- Posted by DoylesAr
- On September 21, 2015
- 0 Comments
- Daniel John Turnbull, Denis McFadden
Denis McFadden v Daniel John Turnbull  NSWSC 1294
In 2009, Hickory Hill Pty Ltd and Denis McFadden entered into a tripartite building contract with Daniel John Turnbull to build a new home on the property of Hickory Hill.
The registered proprietor of the property is Hickory Hill, which is a trustee of a family trust. Mr McFadden is associated with this family trust, as well as occasionally residing in a farmhouse located on the Hickory Hill property.
Mr Turnbull made an application under the Building and Construction Industry Security of Payment Act 1999 (NSW).

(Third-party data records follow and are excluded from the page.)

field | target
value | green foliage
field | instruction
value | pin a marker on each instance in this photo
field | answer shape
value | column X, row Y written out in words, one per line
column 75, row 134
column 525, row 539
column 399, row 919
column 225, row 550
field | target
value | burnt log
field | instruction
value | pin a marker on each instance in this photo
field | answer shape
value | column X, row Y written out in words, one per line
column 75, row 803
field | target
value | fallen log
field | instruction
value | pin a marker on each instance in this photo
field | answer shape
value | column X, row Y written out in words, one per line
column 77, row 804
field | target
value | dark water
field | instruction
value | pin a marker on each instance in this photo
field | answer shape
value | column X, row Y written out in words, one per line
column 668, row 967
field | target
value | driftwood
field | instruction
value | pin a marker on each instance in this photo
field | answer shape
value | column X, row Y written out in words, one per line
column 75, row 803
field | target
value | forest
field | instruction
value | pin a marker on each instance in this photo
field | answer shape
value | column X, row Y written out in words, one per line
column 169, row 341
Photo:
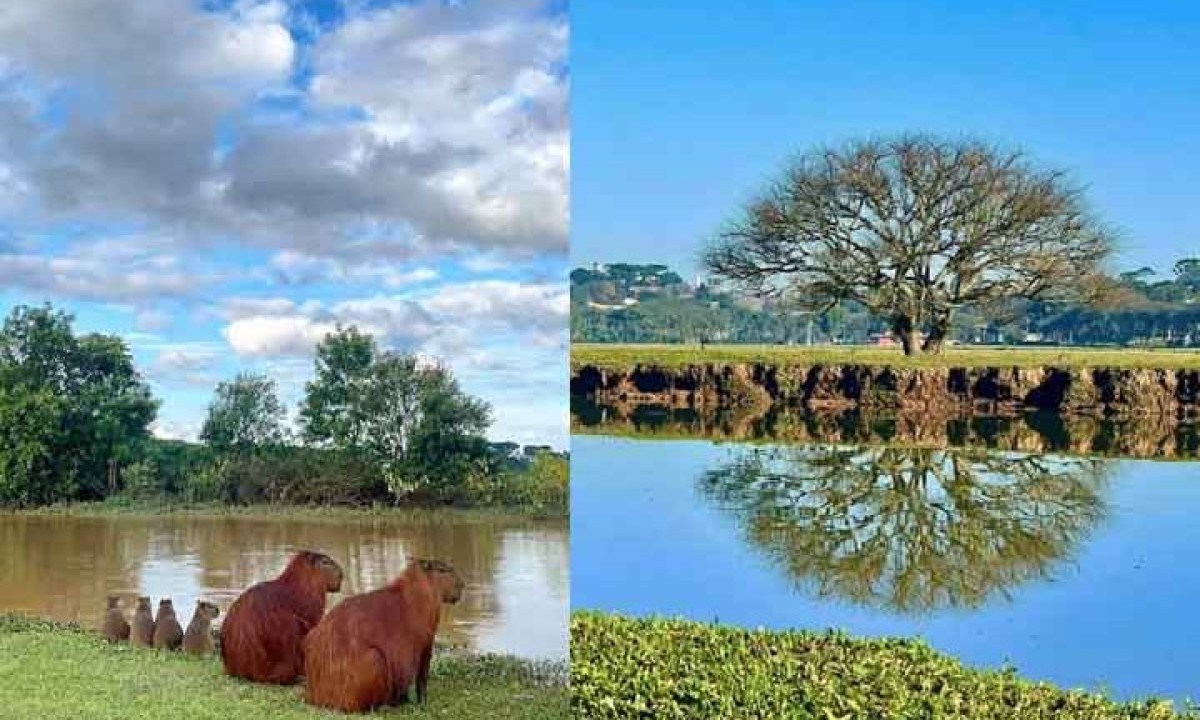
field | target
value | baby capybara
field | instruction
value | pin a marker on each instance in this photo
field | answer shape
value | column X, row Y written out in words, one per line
column 198, row 639
column 143, row 624
column 167, row 631
column 115, row 628
column 262, row 637
column 367, row 651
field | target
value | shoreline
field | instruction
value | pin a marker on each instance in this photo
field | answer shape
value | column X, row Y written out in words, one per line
column 268, row 511
column 54, row 670
column 1101, row 383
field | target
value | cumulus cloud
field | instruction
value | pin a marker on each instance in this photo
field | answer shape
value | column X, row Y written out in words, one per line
column 106, row 270
column 451, row 123
column 444, row 322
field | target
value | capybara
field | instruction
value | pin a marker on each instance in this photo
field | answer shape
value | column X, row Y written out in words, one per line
column 367, row 651
column 115, row 628
column 262, row 637
column 143, row 624
column 167, row 631
column 198, row 639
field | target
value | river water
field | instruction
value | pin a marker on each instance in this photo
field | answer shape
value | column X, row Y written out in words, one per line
column 516, row 571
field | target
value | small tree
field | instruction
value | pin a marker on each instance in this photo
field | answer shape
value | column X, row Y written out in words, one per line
column 72, row 409
column 913, row 228
column 245, row 414
column 407, row 417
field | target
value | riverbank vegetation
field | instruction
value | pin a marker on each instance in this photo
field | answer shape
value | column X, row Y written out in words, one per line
column 375, row 426
column 678, row 355
column 625, row 303
column 624, row 667
column 60, row 671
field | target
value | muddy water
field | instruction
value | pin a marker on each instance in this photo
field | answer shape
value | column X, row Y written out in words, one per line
column 516, row 571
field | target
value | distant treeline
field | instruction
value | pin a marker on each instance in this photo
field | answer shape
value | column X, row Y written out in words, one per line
column 630, row 303
column 375, row 426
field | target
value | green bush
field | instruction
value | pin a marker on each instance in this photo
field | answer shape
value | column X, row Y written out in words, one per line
column 624, row 667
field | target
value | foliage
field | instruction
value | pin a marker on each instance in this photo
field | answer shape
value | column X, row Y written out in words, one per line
column 623, row 667
column 60, row 672
column 406, row 415
column 541, row 487
column 378, row 426
column 245, row 414
column 912, row 228
column 72, row 409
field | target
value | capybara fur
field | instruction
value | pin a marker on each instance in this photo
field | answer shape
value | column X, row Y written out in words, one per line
column 198, row 639
column 370, row 648
column 115, row 628
column 167, row 631
column 142, row 633
column 262, row 637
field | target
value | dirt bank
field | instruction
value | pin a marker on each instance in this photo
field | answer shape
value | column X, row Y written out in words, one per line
column 1098, row 391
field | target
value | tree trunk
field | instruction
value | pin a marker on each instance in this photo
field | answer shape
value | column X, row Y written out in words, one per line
column 936, row 339
column 901, row 327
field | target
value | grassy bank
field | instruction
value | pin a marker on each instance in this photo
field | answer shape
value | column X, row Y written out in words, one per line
column 666, row 355
column 120, row 507
column 53, row 672
column 623, row 667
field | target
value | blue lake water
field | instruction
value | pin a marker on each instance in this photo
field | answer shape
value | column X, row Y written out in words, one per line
column 1075, row 570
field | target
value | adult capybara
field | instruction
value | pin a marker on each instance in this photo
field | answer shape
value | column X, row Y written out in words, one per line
column 367, row 651
column 262, row 637
column 198, row 639
column 115, row 628
column 168, row 635
column 143, row 624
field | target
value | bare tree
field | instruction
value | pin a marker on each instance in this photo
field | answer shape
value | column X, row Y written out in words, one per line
column 913, row 228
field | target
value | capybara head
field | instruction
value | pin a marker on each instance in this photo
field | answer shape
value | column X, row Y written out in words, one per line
column 328, row 568
column 207, row 610
column 444, row 579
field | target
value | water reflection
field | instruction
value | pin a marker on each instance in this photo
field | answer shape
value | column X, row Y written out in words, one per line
column 911, row 529
column 516, row 598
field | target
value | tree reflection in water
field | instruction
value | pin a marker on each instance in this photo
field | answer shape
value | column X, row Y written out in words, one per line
column 911, row 531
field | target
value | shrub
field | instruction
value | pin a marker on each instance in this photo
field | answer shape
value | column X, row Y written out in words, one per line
column 624, row 667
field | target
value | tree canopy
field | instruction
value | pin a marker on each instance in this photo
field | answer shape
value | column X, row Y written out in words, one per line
column 71, row 408
column 406, row 414
column 245, row 413
column 912, row 228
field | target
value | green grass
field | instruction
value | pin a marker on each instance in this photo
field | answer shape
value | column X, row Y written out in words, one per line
column 118, row 507
column 623, row 667
column 52, row 672
column 675, row 355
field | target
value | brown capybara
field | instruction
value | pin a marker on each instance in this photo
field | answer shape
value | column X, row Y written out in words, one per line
column 262, row 637
column 367, row 651
column 143, row 624
column 167, row 631
column 115, row 628
column 198, row 639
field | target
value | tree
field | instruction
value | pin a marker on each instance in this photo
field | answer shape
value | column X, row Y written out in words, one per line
column 911, row 529
column 407, row 415
column 245, row 414
column 331, row 413
column 73, row 409
column 913, row 228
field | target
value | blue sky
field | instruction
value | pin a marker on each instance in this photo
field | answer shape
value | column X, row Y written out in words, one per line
column 681, row 109
column 223, row 181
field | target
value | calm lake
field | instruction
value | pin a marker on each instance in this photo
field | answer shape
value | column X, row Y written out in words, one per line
column 1074, row 569
column 516, row 571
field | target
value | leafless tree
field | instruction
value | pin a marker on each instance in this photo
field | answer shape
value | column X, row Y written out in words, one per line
column 913, row 228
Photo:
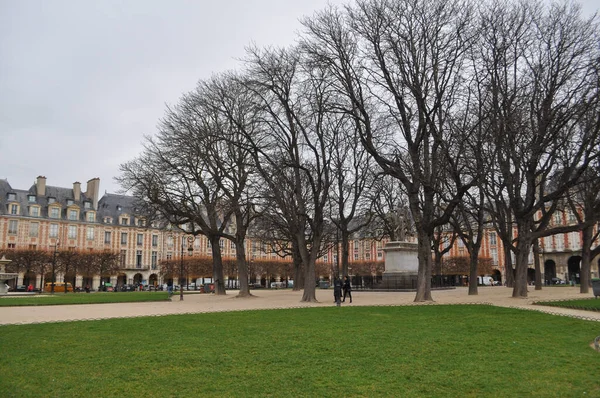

This resulted in a determination that Mr Turnbull was owed an amount of $222,619.35, because the adjudicator determined not to apply s 7(2)(b) of the Act which operates to exclude residential building work where “the party for whom the work is carried out resides in or proposes to reside in”.
Does s 7(2)(b) apply to exclude tripartite contracts where only one party proposes to reside in the premises?
Justice Brereton found that despite Hickory Hill Pty Ltd being the landowner, the residential building work was performed for the resident and owner, Mr McFadden.
Bereton J at :
… I conclude that the construction contract was one for the carrying out of residential
building work on premises in which Mr McFadden, being one of the parties for whom the work was carried out, proposed to reside. Consistently with McDougall J’s decision in Levadetes, that was the consequence that s 7(2)(b) is engaged and the construction contract is therefore one to which the Act does not apply.
For the Act to apply, no party to the contract must reside or propose to reside in the premises. Builders are best to contract only with a company to have the protection of the Act.